2 Hydropower resources – world, regional, national
As you saw in Week 1, almost a quarter of the 5.4 million EJ (1.5 billion TWh) of solar energy reaching the Earth’s atmosphere each year is consumed in the evaporation of water. Water vapour in the atmosphere therefore represents an enormous, constantly replaced, store of energy. Unfortunately most of it is not available to us.
When water vapour condenses into water, most of its stored energy is released into the atmosphere as heat, and ultimately re-radiated into space. But a tiny fraction, (about 200 000 TWh y−1), reaches the Earth as rain or snow, with roughly one fifth of this falling on hills and mountains, descending to sea level in the world’s streams and rivers. The 40 000 TWh y−1 of energy carried by this flowing water can be regarded as the world’s total hydro resource.

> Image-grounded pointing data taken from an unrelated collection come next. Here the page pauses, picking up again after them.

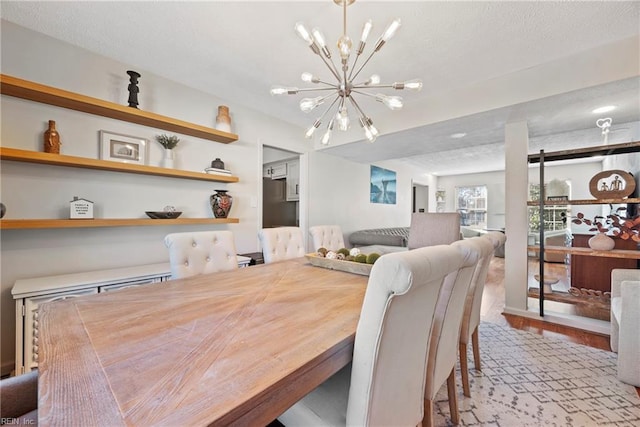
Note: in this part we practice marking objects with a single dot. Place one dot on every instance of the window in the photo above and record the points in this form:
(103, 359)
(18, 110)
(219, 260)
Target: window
(555, 216)
(471, 204)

It is obviously not possible to build hydro plants on every river or stream, so the usable fraction of this flow will be significantly lower, and at the time of writing, the world’s technical hydro potential is estimated to be about 16 000 TWh y−1, (two-fifths of the above total resource) though the International Energy Agency estimates it at 14 600 TWh y−1(IEA, 2016). This latter figure is equivalent to an installed capacity of around 3 700 GW, approximately three times the current figure.
But how much hydroelectricity is available at a cost competitive with power from other sources? One definition of this economic potential suggests that it is the fraction of the total resource that:
can be exploited within the limits of current technology under present and expected local economic conditions. The figures may or may not exclude economic potential that would be unacceptable for social or environmental reasons.
Estimates of the economic potential for hydropower in different countries or regions are much less reliable than estimates of the total or technical potential. Here we consider only the total resource and the technical potential, leaving the economic aspects until Section 5.10.